My radio call went something like this,

“Good morning ED, we have a STEMI alert for you this morning, yada, yada, yada, blah, blah, blah.” I omitted everything after STEMI alert because that was what they needed to hear. The bored sounding charge nurse didn’t sound so bored when he acknowledged my traffic.

Back to the patient. He still had chest pain, so as my partner started the IV I again asked the patient if he had any previous medical problems, took any medication, or had any allergies. Negative to all of the above he assured me.

Time for another 12 Lead. Not that it was going to change anything we did, but it would be nice to see if there were any more changes.

Pretty much the same, but his heart rate did have this disconcerting habit of slowing down to about 50, which almost had me putting on pacer pads just in case. But, I held off and his rate stayed where it should be.

Since he was clearly having an MI and his blood pressure was a bit low, we decided to skip Nitroglycerine and just give him Morphine. Which we did while we were driving him to the hospital. We got a grand reception at the hospital and a couple of minutes after we arrived the cath lab team started to show up. Pretty impressive since less than 30 minutes before they likely had been all snug in their beds with visions of sugar-plums dancing in their heads. Or something.

Oh, remember that Nitroglycerin we didn’t give? Good thing, because apparently our stoic little gentleman had plans when he went out for his “walk”. Which plans involved taking some Viagra, which he hadn’t wanted to mention in front of his wife. Not that I blame him. So, I don’t know if the pain actually came on while he was walking or doing something else. Not that it matters, but it might have been bad if we had given the Nitroglycerin.
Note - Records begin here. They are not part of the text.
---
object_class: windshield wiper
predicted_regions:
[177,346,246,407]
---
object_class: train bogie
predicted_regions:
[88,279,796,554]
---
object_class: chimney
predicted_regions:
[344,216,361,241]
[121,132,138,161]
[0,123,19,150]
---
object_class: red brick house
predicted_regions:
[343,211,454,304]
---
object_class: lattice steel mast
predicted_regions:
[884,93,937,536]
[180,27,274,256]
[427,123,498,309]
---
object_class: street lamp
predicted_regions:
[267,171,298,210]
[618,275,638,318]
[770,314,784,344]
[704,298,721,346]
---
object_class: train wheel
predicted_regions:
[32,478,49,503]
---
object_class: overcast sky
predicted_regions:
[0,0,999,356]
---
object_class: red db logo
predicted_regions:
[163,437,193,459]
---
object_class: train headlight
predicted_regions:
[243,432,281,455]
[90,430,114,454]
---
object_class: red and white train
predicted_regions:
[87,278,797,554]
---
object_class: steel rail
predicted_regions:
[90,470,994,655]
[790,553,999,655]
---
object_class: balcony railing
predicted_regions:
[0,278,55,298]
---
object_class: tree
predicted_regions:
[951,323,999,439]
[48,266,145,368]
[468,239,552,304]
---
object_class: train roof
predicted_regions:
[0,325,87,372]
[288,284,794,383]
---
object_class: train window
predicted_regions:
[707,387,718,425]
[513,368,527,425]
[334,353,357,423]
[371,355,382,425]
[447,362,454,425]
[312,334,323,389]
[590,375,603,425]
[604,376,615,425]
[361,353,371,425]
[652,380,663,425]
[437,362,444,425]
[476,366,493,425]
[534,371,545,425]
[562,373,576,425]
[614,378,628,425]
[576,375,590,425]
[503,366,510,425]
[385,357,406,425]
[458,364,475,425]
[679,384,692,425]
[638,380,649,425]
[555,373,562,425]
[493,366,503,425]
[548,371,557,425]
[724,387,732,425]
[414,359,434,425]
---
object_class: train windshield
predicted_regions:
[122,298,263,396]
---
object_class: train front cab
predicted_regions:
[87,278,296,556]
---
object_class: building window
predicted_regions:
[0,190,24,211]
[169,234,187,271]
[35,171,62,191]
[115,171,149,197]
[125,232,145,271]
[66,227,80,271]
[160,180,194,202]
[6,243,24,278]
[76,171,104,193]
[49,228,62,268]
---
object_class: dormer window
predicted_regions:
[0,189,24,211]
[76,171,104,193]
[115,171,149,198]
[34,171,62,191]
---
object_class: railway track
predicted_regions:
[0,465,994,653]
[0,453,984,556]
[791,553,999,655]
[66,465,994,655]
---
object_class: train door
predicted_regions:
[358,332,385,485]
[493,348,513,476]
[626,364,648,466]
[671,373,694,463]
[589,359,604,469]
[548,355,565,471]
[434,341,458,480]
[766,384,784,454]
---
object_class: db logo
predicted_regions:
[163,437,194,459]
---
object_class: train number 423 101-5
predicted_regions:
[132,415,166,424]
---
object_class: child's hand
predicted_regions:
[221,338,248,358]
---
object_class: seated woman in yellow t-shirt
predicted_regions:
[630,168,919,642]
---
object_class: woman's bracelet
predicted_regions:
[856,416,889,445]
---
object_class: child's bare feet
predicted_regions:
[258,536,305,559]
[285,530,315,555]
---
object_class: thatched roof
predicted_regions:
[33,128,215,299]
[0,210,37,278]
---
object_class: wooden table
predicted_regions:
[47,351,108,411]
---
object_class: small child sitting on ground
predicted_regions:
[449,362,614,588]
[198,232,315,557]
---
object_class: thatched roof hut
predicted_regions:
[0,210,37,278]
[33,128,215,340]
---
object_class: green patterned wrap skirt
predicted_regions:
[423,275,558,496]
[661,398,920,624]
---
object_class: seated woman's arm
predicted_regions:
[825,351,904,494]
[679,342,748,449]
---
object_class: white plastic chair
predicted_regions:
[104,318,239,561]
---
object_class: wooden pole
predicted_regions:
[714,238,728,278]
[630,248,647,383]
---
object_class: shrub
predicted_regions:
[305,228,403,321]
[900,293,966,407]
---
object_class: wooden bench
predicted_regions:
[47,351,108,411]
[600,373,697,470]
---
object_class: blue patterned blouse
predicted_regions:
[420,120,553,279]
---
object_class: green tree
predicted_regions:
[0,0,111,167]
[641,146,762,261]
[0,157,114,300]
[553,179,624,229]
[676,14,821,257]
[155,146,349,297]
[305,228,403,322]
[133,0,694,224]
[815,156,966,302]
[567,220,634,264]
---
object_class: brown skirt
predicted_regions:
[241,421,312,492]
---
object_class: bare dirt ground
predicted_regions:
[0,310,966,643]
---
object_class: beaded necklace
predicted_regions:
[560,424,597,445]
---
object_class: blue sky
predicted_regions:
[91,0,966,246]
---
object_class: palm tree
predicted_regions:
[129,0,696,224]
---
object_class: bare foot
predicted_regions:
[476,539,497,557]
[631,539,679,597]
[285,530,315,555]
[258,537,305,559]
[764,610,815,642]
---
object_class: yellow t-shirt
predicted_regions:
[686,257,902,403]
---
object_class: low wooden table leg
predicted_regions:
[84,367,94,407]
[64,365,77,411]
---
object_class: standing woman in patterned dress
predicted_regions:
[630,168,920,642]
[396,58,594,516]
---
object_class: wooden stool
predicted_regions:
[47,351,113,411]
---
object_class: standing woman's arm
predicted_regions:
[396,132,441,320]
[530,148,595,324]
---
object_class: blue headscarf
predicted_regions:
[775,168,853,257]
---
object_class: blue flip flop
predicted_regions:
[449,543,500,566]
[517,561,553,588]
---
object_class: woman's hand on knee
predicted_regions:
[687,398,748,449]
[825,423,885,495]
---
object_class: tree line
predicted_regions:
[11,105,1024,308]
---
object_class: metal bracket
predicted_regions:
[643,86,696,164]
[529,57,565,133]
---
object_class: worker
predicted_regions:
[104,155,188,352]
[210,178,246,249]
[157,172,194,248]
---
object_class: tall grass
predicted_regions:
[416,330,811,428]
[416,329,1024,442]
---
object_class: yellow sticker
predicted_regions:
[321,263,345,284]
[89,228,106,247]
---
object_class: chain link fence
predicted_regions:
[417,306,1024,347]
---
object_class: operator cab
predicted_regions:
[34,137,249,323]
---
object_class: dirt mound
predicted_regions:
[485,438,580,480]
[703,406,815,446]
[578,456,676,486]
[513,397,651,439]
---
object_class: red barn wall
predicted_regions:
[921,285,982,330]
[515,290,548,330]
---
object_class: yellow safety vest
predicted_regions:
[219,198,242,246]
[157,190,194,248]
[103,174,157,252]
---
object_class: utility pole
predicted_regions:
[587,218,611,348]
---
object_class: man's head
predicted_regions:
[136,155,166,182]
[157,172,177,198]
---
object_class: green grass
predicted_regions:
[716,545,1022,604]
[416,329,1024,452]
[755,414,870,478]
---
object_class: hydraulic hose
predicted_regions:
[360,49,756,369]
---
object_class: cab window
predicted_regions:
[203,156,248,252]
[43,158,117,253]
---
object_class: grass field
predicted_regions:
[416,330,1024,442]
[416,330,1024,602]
That’s enough good calls for a week, let alone a single shift, but we weren’t done yet because we were only a bit more than halfway through our shift.

We finished the paperwork, restocked, went back to the station. Once again, we were sitting around being bored when I heard the police call for an ambulance in a hurry for a man “shot or stabbed in the neck bleeding very heavily.” That got our attention and since it would take a couple of minutes for the message to get from their dispatcher to ours we called in and told the dispatcher we were responding. Which, being a nitwit dispatcher, torqued her off, but well, to put it bluntly, screw her. We have a scan function in our radios for just this sort of situation and it’s reduced our response time often in the past.

We were just about a mile from the location so it took us no time to get there. Or it seemed that way the way my partner was driving. We arrived along with a BLS crew to find the police waving frantically and pointing to car which had the patient in it.

Whichever cop said he had a bad neck wound was right. At first I wasn’t sure the patient was alive, but he was. And covered with blood. With a nasty wound to the left side of his neck from the lower jaw down almost to the back of his neck. Nice anatomy lesson since we could see the base of his tongue, his external carotid (intact), lots of muscle, and lots and lots of blood. We got him into the ambulance and stuffed a multi-trauma dressing into the wound and I held pressure while my partner called the other trauma center and told them we were coming in. Then he took over pressure while I started an IV. Not that an IV would do all that much in the field, but at least they could give blood through it.

We stopped, or at least slowed down, the bleeding enough to keep the guy alive until we got to the hospital. The trauma surgeon took one look at the wound and took the guy right up to the OR. He’ll probably live, but he’ll have a story to tell. At least I think he’ll live, but that was one nasty wound.

While there I did a bit of follow up on the first patient. They admitted him to rule out unstable Angina, which was odd. Not the diagnosis, but the fact that he allowed them to admit him. Usually he signs out against medical advice and goes home with a new prescription.

We cleaned up, did our report, re stocked and went back to the station to wait out the remaining two hours of our shift. Which mercifully passed without incident or another call.

For those of you looking to get into EMS, this is not a typical shift. It’s actually more like a month of shifts all rolled into one. No wonder I was so tired when I got home.